Autora do documentário Salve! Santo Antônio, a cineasta Aline Sasahara destaca que o crime foi fruto da omissão e negligência do Estado na fiscalização das condições de trabalho. “E do seu dever de garantir a elas condições dignas de vida. Condições que não a forçassem a se expor diariamente ao perigo para receber uma remuneração miserável”, completa.
A coordenadora da Justiça Global Sandra Carvalho ressalta que muitas violações já aconteciam antes da tragédia e muitas após. “A gente não pode chamar o que aconteceu de acidente. Foi um crime. Essas pessoas eram colocadas em péssimas condições de trabalho. Já era uma situação que representava risco e o Estado tinha consciência”, diz. Sandra conta que viveu no dia 20 de janeiro de 2020 um dos momentos mais marcantes de sua trajetória como militante pelos direitos humanos. Nesta data, ocorreu a audiência na sede da Corte IDH, em Costa Rica, em que três mulheres – Dolores, Rosa e Leila – prestaram depoimento.
“Foi tão forte que tirou o fôlego e levou ao choro os juízes. Ali a Corte Interamericana viu que o que ela realmente tava julgando era um crime muito bárbaro. A sentença é uma das mais emblemáticas de sua história. Ela reconhece o racismo estrutural, a violência de gênero e a violência por questões socioeconômicas”, declara Sandra Carvalho.
Imbróglio judicial
A explosão da fábrica de fogos resultou em quatro processos judiciais, nas áreas cível, criminal, trabalhista e administrativa. No entanto, até agora, só os processos administrativo e trabalhista foram encerrados, sem, no entanto, garantirem uma reparação justa às vítimas da explosão.
Na sentença internacional de julho de 2020, ficou determinado que o Brasil estabeleça punições cíveis e penais contra os responsáveis pela explosão, pague indenizações e preste assistência médica e psicológica aos familiares dos mortos e aos feridos. Apenas em março de 2021, o Ministério da Mulher, Família e Direitos Humanos publicou um resumo do acórdão no Diário Oficial da União (em 24 de março).
A Corte IDH avaliou ainda que o Brasil também violou os direitos das vítimas ao não garantir o acesso efetivo à Justiça, sem punir os responsáveis. Na época da sentença, o “Vado dos Fogos” ainda estava vivo. Ele e seus quatro filhos foram condenadas à prisão pelo crime em um júri popular de 2010. No entanto, nenhum foi preso.
Por diversas vezes, o Movimento Onze de Dezembro foi até a capital do estado para cobrar o cumprimento da sentença.
Presidente da mobilização, Maria Balbina dos Santos perdeu a filha de 14 anos na explosão.
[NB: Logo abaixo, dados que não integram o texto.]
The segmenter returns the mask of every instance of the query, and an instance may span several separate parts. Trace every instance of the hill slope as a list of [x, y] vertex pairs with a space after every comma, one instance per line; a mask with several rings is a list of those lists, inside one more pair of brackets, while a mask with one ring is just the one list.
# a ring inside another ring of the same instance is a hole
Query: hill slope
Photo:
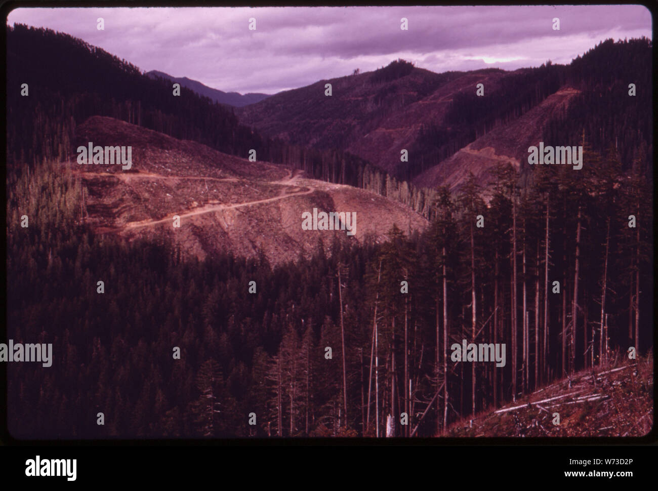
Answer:
[[[321, 240], [382, 241], [395, 223], [405, 232], [426, 220], [405, 205], [349, 186], [309, 179], [301, 170], [249, 162], [118, 120], [93, 116], [76, 129], [86, 145], [132, 146], [132, 167], [68, 164], [88, 190], [86, 221], [97, 230], [132, 240], [166, 236], [203, 258], [220, 251], [265, 254], [272, 263], [310, 256]], [[302, 213], [355, 212], [346, 231], [303, 230]], [[180, 218], [180, 228], [173, 217]]]
[[[565, 88], [549, 95], [541, 104], [508, 124], [498, 126], [453, 155], [417, 176], [417, 186], [433, 188], [447, 186], [459, 190], [468, 171], [482, 182], [491, 177], [489, 170], [498, 163], [511, 163], [519, 170], [527, 164], [528, 148], [543, 141], [545, 125], [551, 115], [566, 112], [569, 102], [580, 91]], [[551, 144], [547, 142], [547, 145]]]
[[215, 102], [220, 104], [225, 104], [228, 106], [235, 107], [241, 107], [248, 104], [254, 104], [260, 102], [263, 99], [270, 97], [269, 94], [249, 92], [249, 93], [241, 94], [238, 92], [224, 92], [218, 89], [213, 89], [212, 87], [201, 84], [197, 80], [193, 80], [187, 77], [174, 77], [168, 73], [159, 72], [157, 70], [151, 70], [147, 72], [146, 76], [151, 78], [164, 78], [171, 80], [180, 84], [181, 87], [187, 87], [190, 90], [193, 90], [199, 95], [209, 97]]
[[[653, 425], [653, 365], [649, 356], [582, 371], [499, 409], [457, 422], [443, 436], [643, 436]], [[559, 425], [553, 423], [555, 413]]]

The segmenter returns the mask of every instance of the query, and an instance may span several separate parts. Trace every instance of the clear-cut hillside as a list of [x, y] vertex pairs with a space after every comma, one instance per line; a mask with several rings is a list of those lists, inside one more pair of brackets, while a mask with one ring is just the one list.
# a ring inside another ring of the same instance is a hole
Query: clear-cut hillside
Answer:
[[[280, 92], [236, 110], [240, 122], [262, 134], [318, 149], [347, 150], [388, 172], [406, 164], [421, 124], [442, 122], [452, 96], [475, 91], [476, 84], [496, 88], [508, 72], [485, 69], [467, 74], [436, 74], [395, 63], [374, 72], [320, 80]], [[325, 95], [325, 84], [332, 95]]]
[[[451, 437], [644, 436], [653, 426], [653, 357], [583, 370], [451, 425]], [[559, 415], [559, 424], [555, 413]]]
[[[405, 232], [426, 220], [411, 209], [348, 186], [306, 178], [303, 172], [249, 162], [111, 118], [78, 126], [77, 145], [131, 145], [132, 167], [66, 164], [88, 189], [88, 224], [128, 240], [166, 237], [199, 258], [229, 251], [264, 254], [272, 263], [310, 255], [320, 241], [328, 253], [338, 240], [382, 241], [395, 223]], [[355, 234], [303, 230], [302, 213], [355, 212]], [[174, 228], [173, 217], [180, 217]]]
[[151, 78], [164, 78], [180, 84], [181, 87], [186, 87], [190, 90], [193, 90], [199, 95], [210, 97], [211, 101], [218, 102], [220, 104], [224, 104], [228, 106], [234, 107], [241, 107], [248, 104], [254, 104], [262, 101], [263, 99], [270, 97], [269, 94], [250, 92], [249, 93], [241, 94], [238, 92], [224, 92], [223, 90], [213, 89], [212, 87], [201, 84], [198, 80], [193, 80], [187, 77], [174, 77], [164, 72], [159, 72], [157, 70], [151, 70], [146, 73], [146, 76]]
[[[527, 165], [528, 148], [542, 141], [545, 125], [551, 116], [564, 112], [580, 92], [565, 88], [507, 124], [498, 126], [457, 151], [438, 165], [413, 180], [420, 187], [447, 186], [459, 190], [469, 171], [480, 182], [488, 182], [489, 171], [499, 163], [511, 163], [517, 170]], [[574, 145], [577, 141], [545, 142], [547, 145]]]

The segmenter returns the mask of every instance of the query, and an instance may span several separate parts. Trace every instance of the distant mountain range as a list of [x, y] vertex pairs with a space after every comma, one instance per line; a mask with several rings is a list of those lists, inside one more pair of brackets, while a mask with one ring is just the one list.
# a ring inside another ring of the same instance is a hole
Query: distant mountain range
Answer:
[[[468, 171], [486, 185], [498, 162], [526, 174], [520, 163], [528, 145], [583, 138], [600, 153], [615, 146], [624, 168], [649, 172], [651, 58], [651, 41], [642, 39], [609, 39], [569, 65], [512, 72], [437, 74], [397, 60], [283, 91], [235, 113], [265, 137], [346, 151], [424, 188], [458, 190]], [[630, 80], [647, 90], [629, 97]]]
[[186, 87], [190, 90], [193, 90], [199, 95], [210, 97], [213, 101], [218, 102], [220, 104], [226, 104], [227, 106], [241, 107], [249, 104], [255, 104], [270, 97], [270, 94], [266, 93], [251, 92], [241, 94], [238, 92], [224, 92], [203, 85], [197, 80], [193, 80], [187, 77], [174, 77], [168, 73], [159, 72], [157, 70], [151, 70], [150, 72], [147, 72], [146, 75], [151, 78], [161, 77], [168, 79], [172, 82], [180, 84], [181, 87]]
Ela se queixa do cansaço perante o vai-e-vem de papeis com pouca resolutividade e relata sobre as frustrações sempre que chega a mais uma reunião sem as autoridades que têm “tinta na caneta”. “Já estou fraca e doente. Não só eu, como Tata e mais meio mundo do movimento que não tá nem mais aguentando ficar em pé”.
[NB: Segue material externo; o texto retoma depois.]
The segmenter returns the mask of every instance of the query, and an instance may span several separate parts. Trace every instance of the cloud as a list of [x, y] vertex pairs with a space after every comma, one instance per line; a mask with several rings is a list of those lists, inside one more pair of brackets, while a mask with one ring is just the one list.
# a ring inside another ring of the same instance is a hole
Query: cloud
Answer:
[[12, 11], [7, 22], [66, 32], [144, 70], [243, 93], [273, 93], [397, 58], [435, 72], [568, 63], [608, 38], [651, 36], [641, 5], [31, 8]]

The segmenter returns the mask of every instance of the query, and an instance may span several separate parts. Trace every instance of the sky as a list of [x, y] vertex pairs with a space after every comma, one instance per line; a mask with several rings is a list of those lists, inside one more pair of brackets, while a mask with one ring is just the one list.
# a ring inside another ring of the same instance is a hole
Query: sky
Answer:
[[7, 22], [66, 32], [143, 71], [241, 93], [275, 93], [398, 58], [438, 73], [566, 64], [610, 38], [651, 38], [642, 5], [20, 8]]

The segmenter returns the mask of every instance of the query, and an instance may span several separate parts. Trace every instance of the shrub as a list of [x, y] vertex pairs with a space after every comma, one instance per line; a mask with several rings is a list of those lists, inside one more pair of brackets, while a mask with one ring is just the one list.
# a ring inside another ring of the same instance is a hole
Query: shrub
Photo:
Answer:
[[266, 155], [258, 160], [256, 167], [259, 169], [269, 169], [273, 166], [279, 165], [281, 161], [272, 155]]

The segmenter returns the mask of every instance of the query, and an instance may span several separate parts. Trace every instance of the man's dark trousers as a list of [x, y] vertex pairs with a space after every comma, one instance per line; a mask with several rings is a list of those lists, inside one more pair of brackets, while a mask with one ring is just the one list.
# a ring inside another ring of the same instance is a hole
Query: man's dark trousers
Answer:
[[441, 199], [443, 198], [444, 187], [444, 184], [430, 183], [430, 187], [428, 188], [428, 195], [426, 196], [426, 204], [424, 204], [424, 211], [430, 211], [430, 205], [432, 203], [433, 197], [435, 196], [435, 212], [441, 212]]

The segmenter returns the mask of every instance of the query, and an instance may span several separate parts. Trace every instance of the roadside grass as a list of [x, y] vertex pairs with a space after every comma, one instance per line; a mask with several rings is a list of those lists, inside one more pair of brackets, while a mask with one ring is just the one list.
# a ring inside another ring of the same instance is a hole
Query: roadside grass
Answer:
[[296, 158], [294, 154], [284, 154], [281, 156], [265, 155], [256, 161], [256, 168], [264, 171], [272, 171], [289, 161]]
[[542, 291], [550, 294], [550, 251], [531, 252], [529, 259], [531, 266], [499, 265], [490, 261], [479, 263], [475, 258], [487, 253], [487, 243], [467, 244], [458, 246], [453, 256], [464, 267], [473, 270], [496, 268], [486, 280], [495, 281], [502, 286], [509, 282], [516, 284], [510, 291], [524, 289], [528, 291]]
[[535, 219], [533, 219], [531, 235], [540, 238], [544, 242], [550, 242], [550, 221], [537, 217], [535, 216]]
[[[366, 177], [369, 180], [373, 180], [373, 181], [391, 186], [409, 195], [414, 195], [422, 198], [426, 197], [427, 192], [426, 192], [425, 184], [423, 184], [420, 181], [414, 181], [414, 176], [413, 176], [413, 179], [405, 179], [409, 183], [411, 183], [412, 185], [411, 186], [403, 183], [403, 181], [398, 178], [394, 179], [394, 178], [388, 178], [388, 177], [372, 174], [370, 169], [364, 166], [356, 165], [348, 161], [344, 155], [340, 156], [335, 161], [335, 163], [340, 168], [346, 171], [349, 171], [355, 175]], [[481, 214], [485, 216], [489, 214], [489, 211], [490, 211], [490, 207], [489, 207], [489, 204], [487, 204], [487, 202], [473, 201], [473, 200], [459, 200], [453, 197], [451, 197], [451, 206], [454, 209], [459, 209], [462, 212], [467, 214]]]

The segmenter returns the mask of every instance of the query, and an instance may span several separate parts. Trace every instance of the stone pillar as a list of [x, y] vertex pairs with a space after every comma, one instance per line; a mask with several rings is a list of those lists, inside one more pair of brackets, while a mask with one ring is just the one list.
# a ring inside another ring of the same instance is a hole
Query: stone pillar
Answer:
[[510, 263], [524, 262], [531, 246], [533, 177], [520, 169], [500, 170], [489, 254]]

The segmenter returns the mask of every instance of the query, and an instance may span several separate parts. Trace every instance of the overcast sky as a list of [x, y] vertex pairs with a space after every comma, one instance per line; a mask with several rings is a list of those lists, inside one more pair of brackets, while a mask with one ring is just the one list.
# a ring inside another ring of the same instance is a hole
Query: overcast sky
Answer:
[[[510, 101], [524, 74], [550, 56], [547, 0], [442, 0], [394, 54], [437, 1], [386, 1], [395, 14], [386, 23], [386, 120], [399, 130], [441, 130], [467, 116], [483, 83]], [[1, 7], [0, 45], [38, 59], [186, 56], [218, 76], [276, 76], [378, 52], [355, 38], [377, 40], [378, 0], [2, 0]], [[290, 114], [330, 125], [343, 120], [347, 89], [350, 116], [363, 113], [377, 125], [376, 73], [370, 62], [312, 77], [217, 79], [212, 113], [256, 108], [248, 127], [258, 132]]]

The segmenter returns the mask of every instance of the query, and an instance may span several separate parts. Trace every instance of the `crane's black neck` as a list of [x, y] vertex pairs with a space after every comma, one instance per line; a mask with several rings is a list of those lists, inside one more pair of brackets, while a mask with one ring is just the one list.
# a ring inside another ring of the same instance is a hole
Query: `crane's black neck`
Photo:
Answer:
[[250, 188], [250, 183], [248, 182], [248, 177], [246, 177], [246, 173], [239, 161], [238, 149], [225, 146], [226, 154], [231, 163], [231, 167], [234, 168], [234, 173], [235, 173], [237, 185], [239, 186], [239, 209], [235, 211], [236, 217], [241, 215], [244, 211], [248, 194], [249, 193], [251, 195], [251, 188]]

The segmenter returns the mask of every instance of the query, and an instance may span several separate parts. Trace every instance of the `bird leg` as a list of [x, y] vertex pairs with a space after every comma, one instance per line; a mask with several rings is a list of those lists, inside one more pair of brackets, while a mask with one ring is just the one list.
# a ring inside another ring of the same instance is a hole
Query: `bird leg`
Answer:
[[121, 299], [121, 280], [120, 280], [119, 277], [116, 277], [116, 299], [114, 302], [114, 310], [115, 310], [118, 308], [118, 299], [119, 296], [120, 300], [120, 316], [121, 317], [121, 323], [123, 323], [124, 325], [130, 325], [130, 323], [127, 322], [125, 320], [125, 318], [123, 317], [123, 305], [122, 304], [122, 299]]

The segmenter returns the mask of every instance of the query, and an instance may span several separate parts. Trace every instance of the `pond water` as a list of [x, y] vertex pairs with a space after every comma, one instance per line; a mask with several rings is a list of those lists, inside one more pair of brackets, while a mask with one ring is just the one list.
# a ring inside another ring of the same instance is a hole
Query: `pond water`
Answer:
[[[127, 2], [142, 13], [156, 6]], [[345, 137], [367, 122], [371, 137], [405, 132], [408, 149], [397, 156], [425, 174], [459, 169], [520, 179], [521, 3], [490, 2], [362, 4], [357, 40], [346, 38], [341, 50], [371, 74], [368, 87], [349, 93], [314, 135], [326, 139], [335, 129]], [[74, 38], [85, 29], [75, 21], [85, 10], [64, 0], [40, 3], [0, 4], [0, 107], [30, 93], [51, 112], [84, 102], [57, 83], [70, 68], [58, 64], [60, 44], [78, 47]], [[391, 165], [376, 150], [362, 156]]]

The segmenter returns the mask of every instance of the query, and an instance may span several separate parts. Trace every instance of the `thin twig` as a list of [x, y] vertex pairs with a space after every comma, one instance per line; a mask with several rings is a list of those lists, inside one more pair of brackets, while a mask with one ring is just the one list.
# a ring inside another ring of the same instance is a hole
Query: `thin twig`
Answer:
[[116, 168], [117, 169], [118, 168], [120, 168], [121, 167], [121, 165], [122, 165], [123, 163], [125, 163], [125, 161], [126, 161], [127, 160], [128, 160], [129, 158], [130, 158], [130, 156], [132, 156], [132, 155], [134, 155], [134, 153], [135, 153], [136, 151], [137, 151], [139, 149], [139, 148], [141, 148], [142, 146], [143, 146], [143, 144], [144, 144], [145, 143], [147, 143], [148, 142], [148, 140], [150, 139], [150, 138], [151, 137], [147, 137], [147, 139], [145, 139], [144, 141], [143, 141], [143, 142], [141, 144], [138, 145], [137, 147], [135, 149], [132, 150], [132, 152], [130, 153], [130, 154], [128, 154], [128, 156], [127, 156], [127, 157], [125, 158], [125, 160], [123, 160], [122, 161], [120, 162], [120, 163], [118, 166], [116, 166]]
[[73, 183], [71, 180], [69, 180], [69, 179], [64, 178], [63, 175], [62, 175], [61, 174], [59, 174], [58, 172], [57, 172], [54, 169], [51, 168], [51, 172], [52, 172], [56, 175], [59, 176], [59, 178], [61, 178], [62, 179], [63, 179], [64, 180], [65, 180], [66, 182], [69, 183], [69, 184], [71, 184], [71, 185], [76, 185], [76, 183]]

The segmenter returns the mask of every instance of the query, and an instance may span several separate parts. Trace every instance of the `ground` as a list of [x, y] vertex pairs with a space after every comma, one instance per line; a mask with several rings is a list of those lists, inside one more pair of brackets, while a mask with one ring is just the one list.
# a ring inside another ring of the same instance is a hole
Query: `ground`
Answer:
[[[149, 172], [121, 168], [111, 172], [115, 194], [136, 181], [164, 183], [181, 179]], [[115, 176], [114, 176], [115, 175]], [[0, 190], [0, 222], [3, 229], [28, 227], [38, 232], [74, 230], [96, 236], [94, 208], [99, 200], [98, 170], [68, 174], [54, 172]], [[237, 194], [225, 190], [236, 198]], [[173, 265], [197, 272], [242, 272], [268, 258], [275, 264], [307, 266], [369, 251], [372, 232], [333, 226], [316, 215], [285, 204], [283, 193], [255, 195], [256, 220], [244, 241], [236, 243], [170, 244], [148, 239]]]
Balbina tinha expectativa de que, em dois anos, tudo teria sido cumprido dentro de dois anos. “Mas não estamos nem no quarto ponto ainda. Perdi minha única filha naquela tragédia e perdi 63 amigos, crianças e mulheres. A gente comia, saia junto, andava junto, chegava junto… quem não tinha, dividia com a outra. E de lá pra cá, a gente tem uma luta que, quando chega no meio do caminho, parece que andamos para trás como caranguejo”, diz.
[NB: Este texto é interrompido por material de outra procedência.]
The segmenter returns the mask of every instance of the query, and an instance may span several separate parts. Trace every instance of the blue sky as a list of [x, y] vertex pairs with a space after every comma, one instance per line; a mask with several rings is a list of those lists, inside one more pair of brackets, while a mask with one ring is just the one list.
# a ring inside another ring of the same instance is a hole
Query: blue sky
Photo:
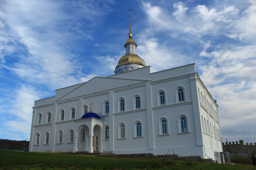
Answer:
[[256, 2], [0, 1], [0, 138], [29, 140], [34, 101], [112, 75], [131, 11], [153, 72], [195, 63], [217, 100], [223, 137], [256, 142]]

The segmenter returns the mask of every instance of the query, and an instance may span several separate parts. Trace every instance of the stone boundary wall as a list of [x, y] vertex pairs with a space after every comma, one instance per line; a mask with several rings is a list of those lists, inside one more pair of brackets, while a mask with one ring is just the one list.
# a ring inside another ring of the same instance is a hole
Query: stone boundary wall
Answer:
[[243, 140], [239, 140], [239, 143], [237, 141], [222, 142], [222, 148], [223, 152], [229, 152], [231, 157], [250, 158], [252, 154], [256, 154], [256, 143], [254, 145], [252, 143], [244, 145]]
[[114, 155], [115, 157], [133, 157], [135, 158], [163, 158], [165, 157], [167, 160], [176, 159], [178, 160], [190, 161], [193, 162], [204, 162], [208, 163], [216, 163], [215, 161], [212, 159], [204, 159], [201, 158], [200, 156], [188, 156], [186, 157], [179, 157], [177, 154], [161, 155], [154, 155], [153, 154], [121, 154]]

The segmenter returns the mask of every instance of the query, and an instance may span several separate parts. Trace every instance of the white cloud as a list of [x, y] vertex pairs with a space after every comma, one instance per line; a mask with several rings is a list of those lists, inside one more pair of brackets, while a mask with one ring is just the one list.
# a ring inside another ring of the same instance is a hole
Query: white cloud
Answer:
[[[250, 2], [243, 11], [227, 2], [211, 7], [201, 5], [190, 8], [178, 2], [173, 5], [174, 12], [142, 3], [151, 27], [140, 33], [137, 51], [142, 52], [146, 61], [157, 61], [151, 64], [152, 68], [162, 70], [170, 63], [182, 65], [184, 60], [197, 64], [200, 78], [217, 99], [222, 135], [229, 140], [237, 140], [237, 136], [241, 138], [238, 140], [252, 139], [252, 131], [246, 130], [247, 126], [253, 126], [253, 121], [245, 122], [256, 119], [256, 3]], [[172, 39], [156, 38], [161, 32]], [[176, 45], [172, 41], [183, 43], [184, 48], [172, 48]], [[190, 46], [194, 50], [189, 51], [195, 53], [181, 57]]]
[[[34, 101], [39, 99], [40, 94], [33, 87], [21, 85], [11, 93], [6, 94], [4, 100], [1, 101], [1, 114], [2, 135], [10, 139], [29, 139], [31, 127]], [[7, 100], [8, 102], [6, 102]], [[21, 135], [18, 135], [20, 134]]]
[[175, 8], [175, 11], [173, 13], [173, 15], [178, 20], [180, 20], [184, 18], [186, 11], [189, 9], [189, 8], [185, 6], [182, 2], [178, 2], [174, 3], [173, 7]]

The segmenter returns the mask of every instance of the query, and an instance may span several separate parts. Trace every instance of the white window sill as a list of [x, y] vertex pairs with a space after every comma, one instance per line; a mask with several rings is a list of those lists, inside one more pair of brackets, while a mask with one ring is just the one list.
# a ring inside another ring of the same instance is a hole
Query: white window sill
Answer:
[[143, 138], [144, 137], [144, 136], [136, 136], [136, 137], [133, 137], [133, 139], [135, 138]]
[[184, 134], [185, 133], [190, 133], [190, 132], [180, 132], [180, 133], [178, 133], [177, 134]]
[[161, 135], [158, 135], [158, 136], [167, 136], [168, 135], [170, 135], [170, 134], [168, 133], [167, 133], [166, 134], [161, 134]]

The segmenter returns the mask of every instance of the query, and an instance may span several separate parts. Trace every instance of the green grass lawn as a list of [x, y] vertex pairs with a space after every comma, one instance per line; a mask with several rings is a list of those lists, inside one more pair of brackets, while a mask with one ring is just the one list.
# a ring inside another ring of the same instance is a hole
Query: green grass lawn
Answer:
[[256, 169], [252, 166], [238, 163], [223, 165], [179, 161], [166, 163], [164, 166], [160, 167], [160, 160], [0, 150], [1, 169]]

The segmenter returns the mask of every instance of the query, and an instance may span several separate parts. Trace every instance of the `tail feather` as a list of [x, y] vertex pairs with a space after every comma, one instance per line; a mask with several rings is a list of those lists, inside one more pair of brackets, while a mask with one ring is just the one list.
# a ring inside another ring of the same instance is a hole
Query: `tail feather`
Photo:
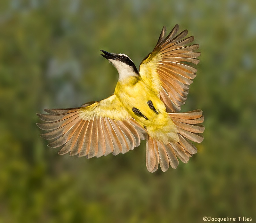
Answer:
[[189, 158], [196, 153], [196, 147], [190, 140], [200, 143], [204, 139], [200, 133], [204, 127], [202, 123], [204, 120], [201, 110], [195, 110], [185, 113], [171, 113], [172, 118], [178, 132], [179, 141], [171, 141], [165, 144], [162, 142], [148, 136], [146, 150], [146, 164], [149, 171], [154, 172], [158, 168], [166, 171], [169, 166], [176, 168], [179, 164], [178, 158], [187, 163]]
[[160, 167], [164, 172], [165, 172], [169, 168], [170, 163], [166, 150], [163, 142], [156, 140], [154, 140], [154, 142], [155, 143], [154, 145], [158, 148]]

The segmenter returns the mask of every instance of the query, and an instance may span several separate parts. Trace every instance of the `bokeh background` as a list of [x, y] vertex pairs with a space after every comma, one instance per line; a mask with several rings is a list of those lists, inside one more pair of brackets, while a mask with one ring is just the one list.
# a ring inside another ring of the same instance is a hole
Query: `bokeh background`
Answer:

“Agora o Brasil está desafiado à implementação da sentença. Uma sentença importante, que prevê reparação para as vítimas, atendimento médico e psicológico, e principalmente políticas públicas para o enfretamento do racismo, da pobreza, da violência de gênero e medidas para que tragédias criminosas como essa não se repitam”, conclui Sandra Carvalho.